Originally Posted by *Faith-Abigail* /img/forum/go_quote.gif I have two clothes-hanging shelves in my closet; one is close to the ceiling and the other is in the middle. Not only does it give me an extra rack for clothes, but it also provides two shelves for storage. I line my purses up on the middle rack, I store stuffed animals on the top rack, I keep my shoe boxes underneath the bottom rack, I have a hanging closet caddy where I store hats, scarves, flip flops, and sneakers, and two hanging tie racks where I display my long scarves. Having everything on display means that it's easier to get to and easier to remember what I have but it also looks really cute and my clothing and accessories actually decorate the space. Hope this helps. Thank you for this description. I also like to have stuff out, when it is arranged nicely it can serve as girly decoration. Would it be at all possible to take a picture of things you described? I have trouble picturing it as a whole. It's ok if you cannot do it, but if you could it would be sweet


----------



## BeneBaby (Sep 13, 2007)

How do I store my accessories?? In a big pile on the floor of my closet...hahah.

I do use a tie rack to hang all my necklaces. They look pretty and I can see them easily and grab what I want. Plus it keeps them from getting tangked in my jewelry box.


----------



## fawp (Sep 13, 2007)

Originally Posted by *vanilla_sky* /img/forum/go_quote.gif Thank you for this description. I also like to have stuff out, when it is arranged nicely it can serve as girly decoration. Would it be at all possible to take a picture of things you described? I have trouble picturing it as a whole. It's ok if you cannot do it, but if you could it would be sweet



Sure! I was just thinking a picture would probably help. I'll post one tonight when I get home.


----------



## vanilla_sky (Sep 13, 2007)

Originally Posted by *BeneBaby* /img/forum/go_quote.gif How do I store my accessories?? In a big pile on the floor of my closet...hahah.
mine are a big pile in the middle of my room






Originally Posted by *Faith-Abigail* /img/forum/go_quote.gif Sure! I was just thinking a picture would probably help. I'll post one tonight when I get home.



Thank you!


----------



## CellyCell (Sep 14, 2007)

Originally Posted by *vanilla_sky* /img/forum/go_quote.gif oh Celly, one more thing... how do you make sunglasses and headbands stick on the board? did you attach some kind of rope that you hang them on?

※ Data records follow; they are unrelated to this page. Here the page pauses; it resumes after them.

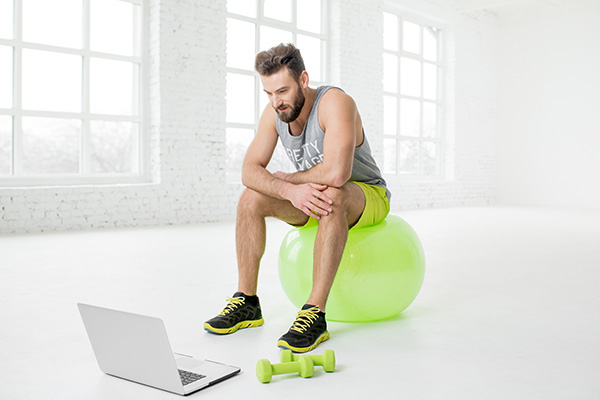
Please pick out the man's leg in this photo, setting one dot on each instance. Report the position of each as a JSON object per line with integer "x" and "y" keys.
{"x": 348, "y": 205}
{"x": 243, "y": 309}
{"x": 310, "y": 327}
{"x": 250, "y": 233}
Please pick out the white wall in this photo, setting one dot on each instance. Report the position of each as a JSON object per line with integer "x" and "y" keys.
{"x": 549, "y": 153}
{"x": 188, "y": 120}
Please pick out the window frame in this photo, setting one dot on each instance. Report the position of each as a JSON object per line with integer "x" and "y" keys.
{"x": 84, "y": 176}
{"x": 259, "y": 21}
{"x": 441, "y": 102}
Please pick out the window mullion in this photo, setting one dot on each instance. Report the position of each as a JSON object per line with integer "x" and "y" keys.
{"x": 85, "y": 93}
{"x": 17, "y": 156}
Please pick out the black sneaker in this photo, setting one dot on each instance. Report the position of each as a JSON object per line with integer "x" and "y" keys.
{"x": 306, "y": 332}
{"x": 238, "y": 314}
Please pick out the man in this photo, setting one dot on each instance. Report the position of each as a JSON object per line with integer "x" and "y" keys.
{"x": 338, "y": 185}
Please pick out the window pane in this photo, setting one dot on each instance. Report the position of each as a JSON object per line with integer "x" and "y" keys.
{"x": 410, "y": 77}
{"x": 309, "y": 15}
{"x": 114, "y": 147}
{"x": 242, "y": 7}
{"x": 6, "y": 63}
{"x": 56, "y": 22}
{"x": 51, "y": 81}
{"x": 51, "y": 145}
{"x": 240, "y": 44}
{"x": 114, "y": 27}
{"x": 390, "y": 115}
{"x": 390, "y": 73}
{"x": 410, "y": 117}
{"x": 278, "y": 9}
{"x": 280, "y": 160}
{"x": 5, "y": 144}
{"x": 263, "y": 101}
{"x": 411, "y": 37}
{"x": 390, "y": 32}
{"x": 112, "y": 86}
{"x": 429, "y": 120}
{"x": 6, "y": 16}
{"x": 270, "y": 37}
{"x": 389, "y": 156}
{"x": 430, "y": 81}
{"x": 237, "y": 142}
{"x": 409, "y": 157}
{"x": 430, "y": 43}
{"x": 429, "y": 158}
{"x": 311, "y": 54}
{"x": 240, "y": 98}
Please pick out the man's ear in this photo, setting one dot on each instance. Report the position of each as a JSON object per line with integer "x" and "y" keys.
{"x": 304, "y": 79}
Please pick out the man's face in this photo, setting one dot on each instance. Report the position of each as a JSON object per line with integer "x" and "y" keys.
{"x": 285, "y": 94}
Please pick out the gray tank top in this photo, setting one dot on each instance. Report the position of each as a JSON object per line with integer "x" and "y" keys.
{"x": 306, "y": 150}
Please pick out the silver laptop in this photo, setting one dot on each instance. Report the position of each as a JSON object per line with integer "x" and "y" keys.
{"x": 136, "y": 348}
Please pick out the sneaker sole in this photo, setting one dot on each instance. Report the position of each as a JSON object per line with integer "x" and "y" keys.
{"x": 285, "y": 345}
{"x": 236, "y": 327}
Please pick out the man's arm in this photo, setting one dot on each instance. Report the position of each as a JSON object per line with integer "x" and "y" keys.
{"x": 338, "y": 118}
{"x": 306, "y": 196}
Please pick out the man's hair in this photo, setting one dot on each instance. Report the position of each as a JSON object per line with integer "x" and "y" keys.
{"x": 271, "y": 61}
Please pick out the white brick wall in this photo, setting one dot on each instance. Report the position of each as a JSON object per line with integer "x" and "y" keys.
{"x": 188, "y": 122}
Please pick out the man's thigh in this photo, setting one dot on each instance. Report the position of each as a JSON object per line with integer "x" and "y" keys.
{"x": 273, "y": 207}
{"x": 349, "y": 197}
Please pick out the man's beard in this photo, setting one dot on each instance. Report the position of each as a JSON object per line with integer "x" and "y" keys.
{"x": 293, "y": 111}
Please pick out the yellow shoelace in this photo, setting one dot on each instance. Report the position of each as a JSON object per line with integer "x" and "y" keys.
{"x": 232, "y": 304}
{"x": 304, "y": 319}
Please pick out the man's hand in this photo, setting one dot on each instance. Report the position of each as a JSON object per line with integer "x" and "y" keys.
{"x": 281, "y": 175}
{"x": 310, "y": 199}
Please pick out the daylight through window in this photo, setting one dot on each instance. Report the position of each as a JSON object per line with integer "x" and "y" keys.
{"x": 70, "y": 89}
{"x": 252, "y": 26}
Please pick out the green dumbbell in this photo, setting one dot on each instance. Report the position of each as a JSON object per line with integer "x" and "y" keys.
{"x": 265, "y": 370}
{"x": 327, "y": 359}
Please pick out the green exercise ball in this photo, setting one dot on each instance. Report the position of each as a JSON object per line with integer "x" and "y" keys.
{"x": 380, "y": 275}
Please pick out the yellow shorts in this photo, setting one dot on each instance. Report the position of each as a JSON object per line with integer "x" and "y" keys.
{"x": 377, "y": 207}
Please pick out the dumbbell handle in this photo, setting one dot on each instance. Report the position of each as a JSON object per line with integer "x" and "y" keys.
{"x": 327, "y": 357}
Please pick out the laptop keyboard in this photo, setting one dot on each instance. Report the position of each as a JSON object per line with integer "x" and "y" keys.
{"x": 188, "y": 377}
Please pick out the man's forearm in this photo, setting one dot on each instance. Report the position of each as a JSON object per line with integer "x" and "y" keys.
{"x": 261, "y": 180}
{"x": 318, "y": 174}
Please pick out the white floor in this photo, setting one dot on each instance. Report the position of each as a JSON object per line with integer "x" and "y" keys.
{"x": 509, "y": 310}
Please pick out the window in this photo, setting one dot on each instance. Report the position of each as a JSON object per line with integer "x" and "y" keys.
{"x": 253, "y": 26}
{"x": 70, "y": 91}
{"x": 412, "y": 71}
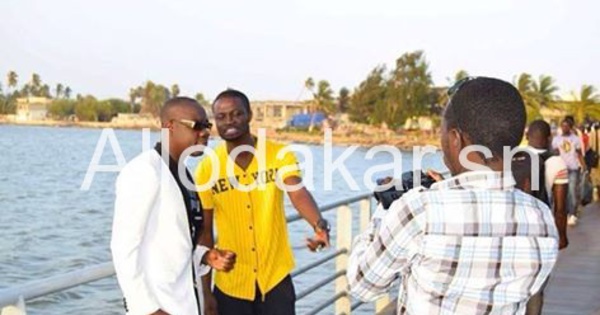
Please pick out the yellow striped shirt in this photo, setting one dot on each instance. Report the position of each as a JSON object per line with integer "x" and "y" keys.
{"x": 250, "y": 223}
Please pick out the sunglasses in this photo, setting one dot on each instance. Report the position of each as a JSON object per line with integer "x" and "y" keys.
{"x": 195, "y": 124}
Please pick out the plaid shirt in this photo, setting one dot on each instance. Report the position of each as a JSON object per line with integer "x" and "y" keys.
{"x": 471, "y": 244}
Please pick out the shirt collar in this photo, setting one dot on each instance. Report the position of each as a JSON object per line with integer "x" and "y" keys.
{"x": 490, "y": 180}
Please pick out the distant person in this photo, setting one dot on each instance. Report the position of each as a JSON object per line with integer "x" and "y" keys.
{"x": 252, "y": 222}
{"x": 158, "y": 221}
{"x": 472, "y": 243}
{"x": 553, "y": 186}
{"x": 592, "y": 158}
{"x": 569, "y": 146}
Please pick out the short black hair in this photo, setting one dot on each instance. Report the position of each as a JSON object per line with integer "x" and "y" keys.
{"x": 174, "y": 102}
{"x": 569, "y": 119}
{"x": 539, "y": 127}
{"x": 234, "y": 94}
{"x": 489, "y": 111}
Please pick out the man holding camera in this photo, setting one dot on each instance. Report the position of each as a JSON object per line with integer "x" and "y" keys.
{"x": 470, "y": 244}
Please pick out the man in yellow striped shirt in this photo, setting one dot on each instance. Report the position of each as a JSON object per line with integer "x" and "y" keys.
{"x": 245, "y": 198}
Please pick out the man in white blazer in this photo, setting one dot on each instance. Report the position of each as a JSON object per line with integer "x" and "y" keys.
{"x": 157, "y": 221}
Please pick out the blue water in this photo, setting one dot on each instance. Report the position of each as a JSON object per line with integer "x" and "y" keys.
{"x": 49, "y": 226}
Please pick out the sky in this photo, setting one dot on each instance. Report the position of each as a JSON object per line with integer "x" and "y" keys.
{"x": 267, "y": 48}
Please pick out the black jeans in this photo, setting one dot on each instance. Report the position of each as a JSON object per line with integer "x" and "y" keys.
{"x": 279, "y": 301}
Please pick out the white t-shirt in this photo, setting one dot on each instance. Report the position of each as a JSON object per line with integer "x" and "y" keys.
{"x": 556, "y": 171}
{"x": 568, "y": 147}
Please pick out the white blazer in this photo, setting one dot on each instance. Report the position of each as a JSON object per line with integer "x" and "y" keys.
{"x": 151, "y": 245}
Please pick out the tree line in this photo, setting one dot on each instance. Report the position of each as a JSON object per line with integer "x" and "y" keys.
{"x": 145, "y": 99}
{"x": 384, "y": 96}
{"x": 407, "y": 90}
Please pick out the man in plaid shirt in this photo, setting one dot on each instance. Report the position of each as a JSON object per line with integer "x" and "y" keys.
{"x": 471, "y": 244}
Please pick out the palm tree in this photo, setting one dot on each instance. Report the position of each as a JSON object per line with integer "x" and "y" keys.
{"x": 587, "y": 103}
{"x": 45, "y": 91}
{"x": 36, "y": 85}
{"x": 545, "y": 90}
{"x": 58, "y": 90}
{"x": 343, "y": 100}
{"x": 12, "y": 79}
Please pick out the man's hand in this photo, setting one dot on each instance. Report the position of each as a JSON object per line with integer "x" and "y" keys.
{"x": 221, "y": 260}
{"x": 319, "y": 241}
{"x": 435, "y": 175}
{"x": 210, "y": 304}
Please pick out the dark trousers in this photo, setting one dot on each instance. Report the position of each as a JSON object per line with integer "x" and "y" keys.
{"x": 279, "y": 301}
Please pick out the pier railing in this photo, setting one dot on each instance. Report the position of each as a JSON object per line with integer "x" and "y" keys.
{"x": 13, "y": 300}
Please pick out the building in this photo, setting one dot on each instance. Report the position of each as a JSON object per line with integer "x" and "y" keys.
{"x": 278, "y": 112}
{"x": 32, "y": 108}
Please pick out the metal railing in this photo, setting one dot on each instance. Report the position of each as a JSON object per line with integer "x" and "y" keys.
{"x": 12, "y": 300}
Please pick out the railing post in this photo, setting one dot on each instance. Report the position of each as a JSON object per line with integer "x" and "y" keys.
{"x": 343, "y": 240}
{"x": 365, "y": 214}
{"x": 365, "y": 217}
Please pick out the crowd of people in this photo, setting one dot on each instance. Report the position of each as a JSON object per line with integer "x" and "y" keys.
{"x": 481, "y": 241}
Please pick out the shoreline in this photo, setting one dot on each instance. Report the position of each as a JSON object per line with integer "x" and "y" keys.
{"x": 368, "y": 137}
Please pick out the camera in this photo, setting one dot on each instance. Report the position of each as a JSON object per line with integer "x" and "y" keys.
{"x": 386, "y": 197}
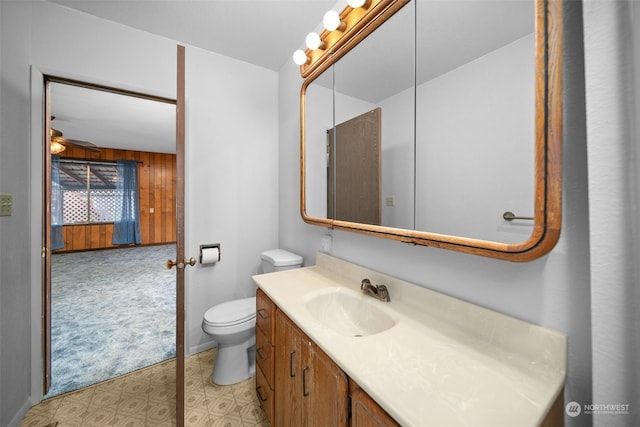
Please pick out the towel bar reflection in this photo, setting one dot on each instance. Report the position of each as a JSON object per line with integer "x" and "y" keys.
{"x": 510, "y": 216}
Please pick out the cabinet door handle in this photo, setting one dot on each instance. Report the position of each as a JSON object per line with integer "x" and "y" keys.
{"x": 263, "y": 399}
{"x": 260, "y": 354}
{"x": 305, "y": 393}
{"x": 291, "y": 372}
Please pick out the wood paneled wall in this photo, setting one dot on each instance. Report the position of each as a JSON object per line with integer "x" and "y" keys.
{"x": 157, "y": 180}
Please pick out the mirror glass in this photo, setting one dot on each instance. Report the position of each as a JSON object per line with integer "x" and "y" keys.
{"x": 475, "y": 104}
{"x": 444, "y": 97}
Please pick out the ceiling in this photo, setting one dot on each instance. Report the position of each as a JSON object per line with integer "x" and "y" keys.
{"x": 262, "y": 32}
{"x": 265, "y": 33}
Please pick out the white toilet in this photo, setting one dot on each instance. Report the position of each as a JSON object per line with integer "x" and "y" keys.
{"x": 232, "y": 325}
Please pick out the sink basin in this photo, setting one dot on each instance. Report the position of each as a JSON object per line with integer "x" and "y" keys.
{"x": 349, "y": 313}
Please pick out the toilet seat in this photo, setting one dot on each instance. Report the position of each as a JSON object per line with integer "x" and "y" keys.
{"x": 231, "y": 313}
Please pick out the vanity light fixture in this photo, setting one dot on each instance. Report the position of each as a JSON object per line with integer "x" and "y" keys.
{"x": 56, "y": 147}
{"x": 299, "y": 57}
{"x": 332, "y": 21}
{"x": 342, "y": 32}
{"x": 358, "y": 3}
{"x": 313, "y": 41}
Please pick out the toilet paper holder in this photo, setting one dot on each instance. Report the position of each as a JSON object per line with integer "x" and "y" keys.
{"x": 210, "y": 246}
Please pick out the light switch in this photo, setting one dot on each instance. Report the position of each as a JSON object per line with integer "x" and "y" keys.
{"x": 6, "y": 204}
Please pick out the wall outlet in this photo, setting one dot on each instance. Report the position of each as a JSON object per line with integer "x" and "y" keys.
{"x": 6, "y": 204}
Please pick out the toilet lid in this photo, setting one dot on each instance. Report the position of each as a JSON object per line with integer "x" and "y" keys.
{"x": 232, "y": 312}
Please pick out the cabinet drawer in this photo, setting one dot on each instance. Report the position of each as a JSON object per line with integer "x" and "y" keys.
{"x": 265, "y": 310}
{"x": 264, "y": 355}
{"x": 265, "y": 395}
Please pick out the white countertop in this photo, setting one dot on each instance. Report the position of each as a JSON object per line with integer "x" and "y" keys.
{"x": 445, "y": 362}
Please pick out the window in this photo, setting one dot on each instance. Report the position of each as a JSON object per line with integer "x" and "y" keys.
{"x": 88, "y": 191}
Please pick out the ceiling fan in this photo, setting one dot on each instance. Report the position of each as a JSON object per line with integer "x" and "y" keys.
{"x": 59, "y": 142}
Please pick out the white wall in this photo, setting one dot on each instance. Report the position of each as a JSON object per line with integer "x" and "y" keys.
{"x": 552, "y": 291}
{"x": 14, "y": 230}
{"x": 231, "y": 164}
{"x": 232, "y": 179}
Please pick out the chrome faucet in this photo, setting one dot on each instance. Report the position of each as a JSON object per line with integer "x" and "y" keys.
{"x": 379, "y": 291}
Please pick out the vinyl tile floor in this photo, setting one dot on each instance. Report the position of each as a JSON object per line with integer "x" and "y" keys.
{"x": 147, "y": 398}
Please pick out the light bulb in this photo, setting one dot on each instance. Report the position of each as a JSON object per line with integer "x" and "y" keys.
{"x": 356, "y": 3}
{"x": 313, "y": 41}
{"x": 299, "y": 57}
{"x": 331, "y": 20}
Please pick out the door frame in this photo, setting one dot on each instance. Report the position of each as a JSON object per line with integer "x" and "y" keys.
{"x": 41, "y": 223}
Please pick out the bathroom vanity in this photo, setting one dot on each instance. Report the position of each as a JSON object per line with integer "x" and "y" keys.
{"x": 329, "y": 355}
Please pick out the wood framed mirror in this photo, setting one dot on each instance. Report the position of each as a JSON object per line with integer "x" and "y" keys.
{"x": 434, "y": 190}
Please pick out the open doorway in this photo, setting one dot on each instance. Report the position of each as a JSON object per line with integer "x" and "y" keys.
{"x": 111, "y": 305}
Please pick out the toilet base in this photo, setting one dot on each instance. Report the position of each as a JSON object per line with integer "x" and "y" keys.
{"x": 233, "y": 364}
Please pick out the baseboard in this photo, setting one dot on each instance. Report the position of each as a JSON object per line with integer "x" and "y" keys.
{"x": 17, "y": 419}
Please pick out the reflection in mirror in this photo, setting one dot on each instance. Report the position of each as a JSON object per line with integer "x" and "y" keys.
{"x": 470, "y": 102}
{"x": 475, "y": 104}
{"x": 372, "y": 97}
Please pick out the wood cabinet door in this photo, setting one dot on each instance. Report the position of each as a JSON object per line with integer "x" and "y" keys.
{"x": 288, "y": 373}
{"x": 325, "y": 389}
{"x": 365, "y": 412}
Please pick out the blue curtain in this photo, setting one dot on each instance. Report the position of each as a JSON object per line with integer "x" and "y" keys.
{"x": 126, "y": 226}
{"x": 57, "y": 241}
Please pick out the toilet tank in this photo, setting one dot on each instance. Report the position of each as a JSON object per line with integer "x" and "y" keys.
{"x": 279, "y": 260}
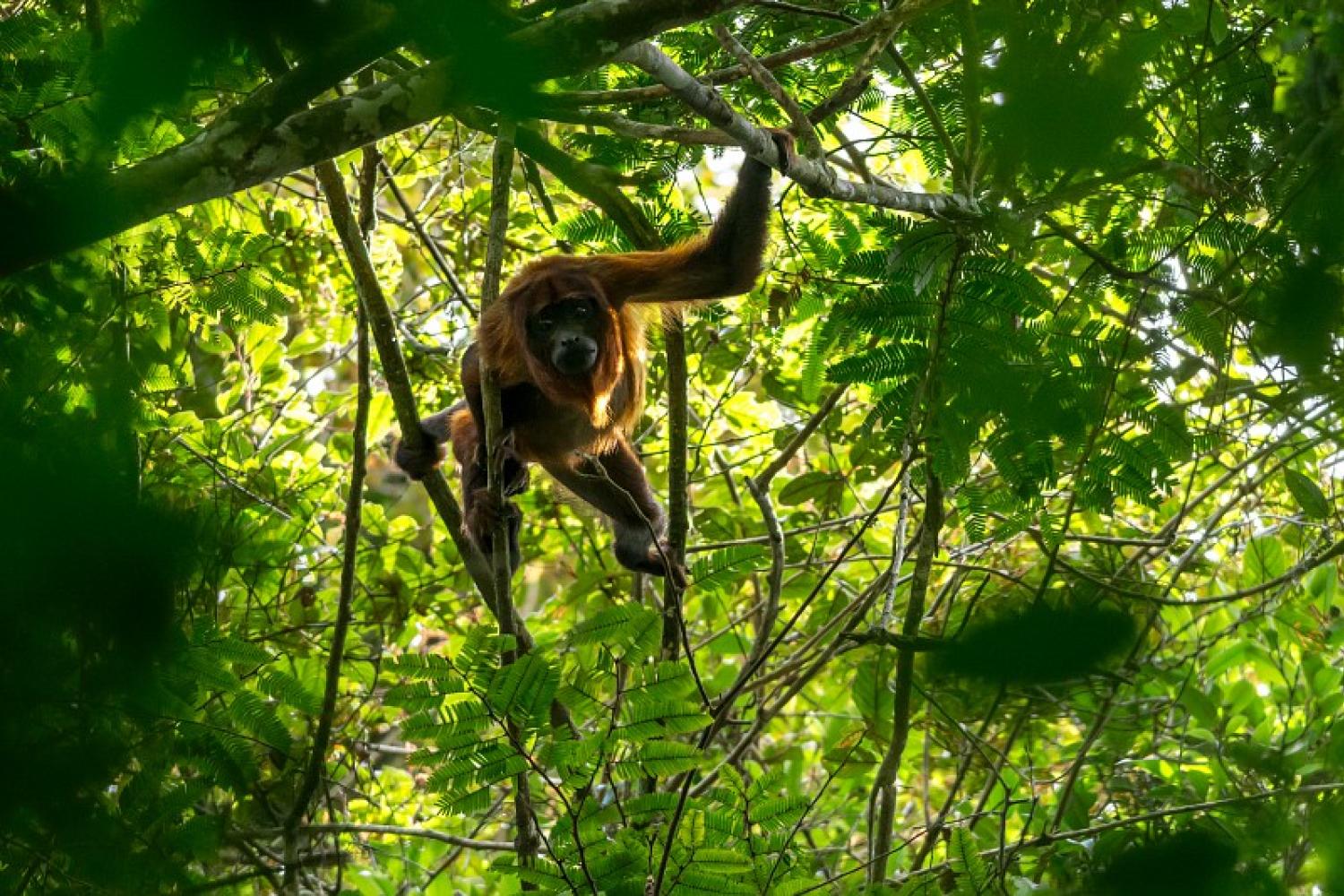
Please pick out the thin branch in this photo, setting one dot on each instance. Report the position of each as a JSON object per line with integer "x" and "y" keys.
{"x": 354, "y": 512}
{"x": 803, "y": 129}
{"x": 526, "y": 836}
{"x": 882, "y": 802}
{"x": 429, "y": 242}
{"x": 817, "y": 179}
{"x": 898, "y": 16}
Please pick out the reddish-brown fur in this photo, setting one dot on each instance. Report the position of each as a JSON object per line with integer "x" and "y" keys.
{"x": 577, "y": 426}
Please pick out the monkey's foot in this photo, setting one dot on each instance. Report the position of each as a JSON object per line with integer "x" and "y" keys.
{"x": 418, "y": 462}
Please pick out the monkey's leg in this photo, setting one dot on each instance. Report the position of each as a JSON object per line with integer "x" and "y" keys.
{"x": 615, "y": 484}
{"x": 481, "y": 513}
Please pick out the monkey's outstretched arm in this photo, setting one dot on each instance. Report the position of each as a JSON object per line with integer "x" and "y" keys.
{"x": 725, "y": 263}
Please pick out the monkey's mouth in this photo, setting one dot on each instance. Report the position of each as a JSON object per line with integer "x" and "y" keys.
{"x": 575, "y": 359}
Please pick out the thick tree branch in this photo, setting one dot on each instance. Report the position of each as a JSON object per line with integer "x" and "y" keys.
{"x": 271, "y": 134}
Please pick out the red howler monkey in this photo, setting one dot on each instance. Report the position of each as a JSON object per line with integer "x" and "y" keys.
{"x": 566, "y": 339}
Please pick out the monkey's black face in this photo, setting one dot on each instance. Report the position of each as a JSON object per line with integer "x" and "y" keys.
{"x": 567, "y": 332}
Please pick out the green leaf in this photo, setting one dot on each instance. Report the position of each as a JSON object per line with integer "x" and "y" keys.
{"x": 1308, "y": 495}
{"x": 823, "y": 487}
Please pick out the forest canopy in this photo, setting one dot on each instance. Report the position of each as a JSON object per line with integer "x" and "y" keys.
{"x": 1008, "y": 495}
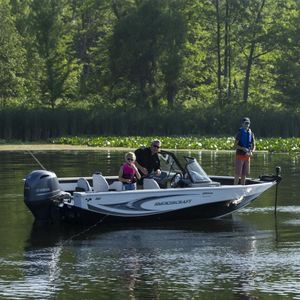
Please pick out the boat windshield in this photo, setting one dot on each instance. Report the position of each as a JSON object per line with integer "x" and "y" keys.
{"x": 197, "y": 174}
{"x": 169, "y": 164}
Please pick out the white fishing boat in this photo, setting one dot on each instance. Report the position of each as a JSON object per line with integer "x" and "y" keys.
{"x": 182, "y": 191}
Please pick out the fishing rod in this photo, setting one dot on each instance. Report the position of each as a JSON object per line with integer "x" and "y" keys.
{"x": 34, "y": 157}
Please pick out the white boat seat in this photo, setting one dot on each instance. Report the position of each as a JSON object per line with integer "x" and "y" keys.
{"x": 83, "y": 185}
{"x": 99, "y": 183}
{"x": 150, "y": 184}
{"x": 116, "y": 186}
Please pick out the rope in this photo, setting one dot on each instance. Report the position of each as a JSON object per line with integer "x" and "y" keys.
{"x": 83, "y": 231}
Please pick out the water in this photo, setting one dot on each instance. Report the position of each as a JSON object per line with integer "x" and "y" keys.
{"x": 250, "y": 256}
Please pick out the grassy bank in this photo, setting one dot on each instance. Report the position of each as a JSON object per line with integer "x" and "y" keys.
{"x": 271, "y": 145}
{"x": 288, "y": 145}
{"x": 44, "y": 124}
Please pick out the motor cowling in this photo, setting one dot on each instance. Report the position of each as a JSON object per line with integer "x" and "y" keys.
{"x": 41, "y": 187}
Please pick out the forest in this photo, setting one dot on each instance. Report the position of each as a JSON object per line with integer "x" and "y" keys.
{"x": 148, "y": 67}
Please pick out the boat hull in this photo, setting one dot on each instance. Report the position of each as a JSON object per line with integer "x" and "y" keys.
{"x": 149, "y": 206}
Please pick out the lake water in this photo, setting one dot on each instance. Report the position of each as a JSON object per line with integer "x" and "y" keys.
{"x": 252, "y": 255}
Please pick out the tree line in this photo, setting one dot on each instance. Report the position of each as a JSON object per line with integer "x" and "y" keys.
{"x": 149, "y": 54}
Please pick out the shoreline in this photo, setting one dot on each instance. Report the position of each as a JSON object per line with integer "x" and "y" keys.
{"x": 62, "y": 147}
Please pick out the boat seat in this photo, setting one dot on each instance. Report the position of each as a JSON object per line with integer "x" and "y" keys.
{"x": 150, "y": 184}
{"x": 116, "y": 186}
{"x": 99, "y": 183}
{"x": 83, "y": 185}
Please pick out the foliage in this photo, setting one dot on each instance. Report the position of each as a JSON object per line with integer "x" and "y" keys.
{"x": 11, "y": 56}
{"x": 289, "y": 145}
{"x": 184, "y": 60}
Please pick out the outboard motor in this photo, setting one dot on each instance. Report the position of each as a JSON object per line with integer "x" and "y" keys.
{"x": 40, "y": 189}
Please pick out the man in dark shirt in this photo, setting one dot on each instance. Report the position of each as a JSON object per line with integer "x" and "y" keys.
{"x": 147, "y": 160}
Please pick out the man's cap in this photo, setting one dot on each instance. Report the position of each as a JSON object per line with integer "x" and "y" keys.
{"x": 246, "y": 119}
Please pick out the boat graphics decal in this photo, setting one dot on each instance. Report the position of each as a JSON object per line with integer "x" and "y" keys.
{"x": 134, "y": 208}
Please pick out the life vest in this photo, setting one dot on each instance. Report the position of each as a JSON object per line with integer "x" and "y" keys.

My dad had put this wire behind the board and when hanged, it kinda moves forward a bit so there was room on top to hang items.
And you're welcome. Hope it turns out good for you... and do take photos


----------



## Bexy (Sep 14, 2007)

At Walmart and Target (places like that) they sell sweater organizers that go in the closet. They are like an accordian thing that opens up to little cubbies. The one that I have even came with 2 drawers. They are made of a canvas material. I will see if I can find a link.

I put my bras in the drawer and my belts also and handbags fit really well also.

Here are a few links:

Amazon.com: Whitney Design 01812 6-Shelf Canvas Sweater Organizer: Kitchen &amp; Dining

Hanging Sweater Shelves - Closet Shelves - Clothes Organizer - Closet Organizer


----------



## fawp (Sep 15, 2007)

Originally Posted by *Faith-Abigail* /img/forum/go_quote.gif Sure! I was just thinking a picture would probably help. I'll post one tonight when I get home.




Sorry it took me so long to get back to you. I was in the middle of posting last night and my computer crashed. Anywho, I hope these give you some ideas. Also, if you go to Target's website and do a search for "closet" and "organize," they'll link you to some really cool products. That's where I bought most of my stuff.


----------



## Kookie-for-COCO (Sep 30, 2007)

I love scarves and have way too many--but I keep them in a plastic storage box in the closet. My shoes are in plastic shoe boxes so I can see what is in the boxes and my hangbags are in plastic storage boxes in the top of the closet.


----------